Magical hygiene is what we are talking about here, and if you are going to practice then it's an important topic. In many traditions, esoteric/magical tools are living beings. In others they are like magical batteries, accumulating energies from their environment. In earlier times practitioners would make their own tools, and that process would make the tools theirs. I think today most people buy or acquire their tools as gifts, and that, in my opinion, requires added steps, first to sever the tie to the previous owner and then to make them yours. Once that is done the tools should be guarded, kept apart form everyday life and no one should be allowed to handle them unless it is as part of their magical use, like splitting the deck of tarot in a reading. I have never had to reset a tool. BUT I have been in places where I had to exercise magical hygiene while using the tool. These practices are spelled out in many of the training programs of hermetic and rosicrucian traditions. Many traditions also have talismanic options that are considered safe making. That said, I can imagine a public gathering I might attend, where exposure to individuals of 'colorful' self expression might concern me. In that case I have a travel set of tools and if I need to reset them, it's fine as my main personal set are un affected. As a closing thought, when disposing of a tool, similar 'disconnecting' procedures should be used. Just throwing them away is the spiritual equivalent of leaving you PIN code and Debt card in a bar. Now is all this real, in the physics and chemistry sense, or in the psychological sense, or in the spiritual sense? I'll leave that to your experience. But how would you feel about your grand father's shot gun, if it was stolen and used in brutal senseless murder? Then returned. Would it ever feel the same to you? Would that knowledge interrupt the joy you had hunting with that gun, and the wonderful memories of your grand dad, knowing the last thing someone saw was your shot gun? When you practice spiritually, you are opening your self to the deepest, most personal level. Be careful what you let in there.
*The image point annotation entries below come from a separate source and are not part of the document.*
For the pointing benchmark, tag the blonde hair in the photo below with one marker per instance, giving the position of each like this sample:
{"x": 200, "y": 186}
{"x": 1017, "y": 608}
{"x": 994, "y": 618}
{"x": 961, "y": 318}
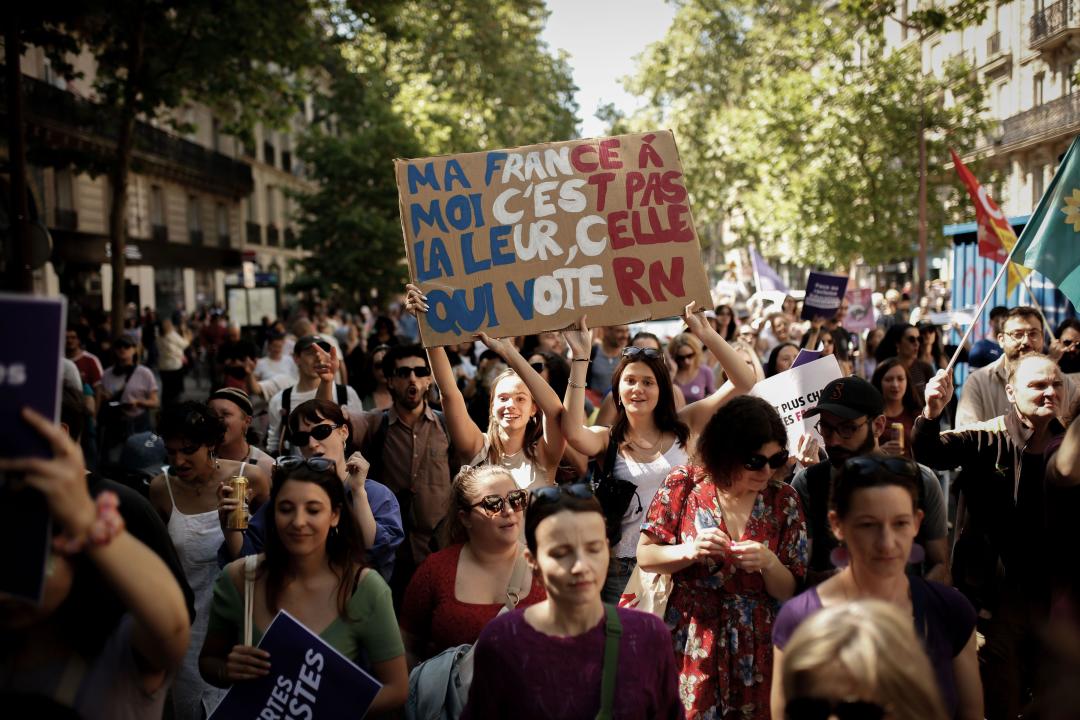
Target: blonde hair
{"x": 875, "y": 643}
{"x": 534, "y": 429}
{"x": 463, "y": 494}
I see a couple of my Tarot practices fairly strongly reflected here. I've always kept my Tarot decks for myself personally. They aren't left out, and I don't really let other people play with them or particularly use them in any way. I do keep some 'loaner' decks that I don't read with for when someone wants to look at a deck, or try their hand at something.
I've also never actually discarded a deck that I've used for a reading. I still own the first two decks I bought decades and decades ago. The only decks I have passed along to others are decks that when I got them home I found weren't for me, so were unused in a reading sense.
Your mention of a 'travel set of tools' for large events like the Symposium makes a great deal of sense to me. While I never thought to do it, I think I certainly will move forward with it in the future. Thank you!
Magical hygiene is what we are talking about here, and if you are going to practice then it's an important topic. In many traditions, esoteric/magical tools are living beings. In others they are like magical batteries, accumulating energies from their environment. In earlier times practitioners would make their own tools, and that process would make the tools theirs. I think today most people buy or acquire their tools as gifts, and that, in my opinion, requires added steps, first to sever the tie to the previous owner and then to make them yours. Once that is done the tools should be guarded, kept apart form everyday life and no one should be allowed to handle them unless it is as part of their magical use, like splitting the deck of tarot in a reading. I have never had to reset a tool. BUT I have been in places where I had to exercise magical hygiene while using the tool. These practices are spelled out in many of the training programs of hermetic and rosicrucian traditions. Many traditions also have talismanic options that are considered safe making. That said, I can imagine a public gathering I might attend, where exposure to individuals of 'colorful' self expression might concern me. In that case I have a travel set of tools and if I need to reset them, it's fine as my main personal set are un affected. As a closing thought, when disposing of a tool, similar 'disconnecting' procedures should be used. Just throwing them away is the spiritual equivalent of leaving you PIN code and Debt card in a bar. Now is all this real, in the physics and chemistry sense, or in the psychological sense, or in the spiritual sense? I'll leave that to your experience. But how would you feel about your grand father's shot gun, if it was stolen and used in brutal senseless murder? Then returned. Would it ever feel the same to you? Would that knowledge interrupt the joy you had hunting with that gun, and the wonderful memories of your grand dad, knowing the last thing someone saw was your shot gun? When you practice spiritually, you are opening your self to the deepest, most personal level. Be careful what you let in there.
Thank you for this, I really appreciate it.
I see a couple of my Tarot practices fairly strongly reflected here. I've always kept my Tarot decks for myself personally. They aren't left out, and I don't really let other people play with them or particularly use them in any way. I do keep some 'loaner' decks that I don't read with for when someone wants to look at a deck, or try their hand at something.
I've also never actually discarded a deck that I've used for a reading. I still own the first two decks I bought decades and decades ago. The only decks I have passed along to others are decks that when I got them home I found weren't for me, so were unused in a reading sense.
Your mention of a 'travel set of tools' for large events like the Symposium makes a great deal of sense to me. While I never thought to do it, I think I certainly will move forward with it in the future. Thank you!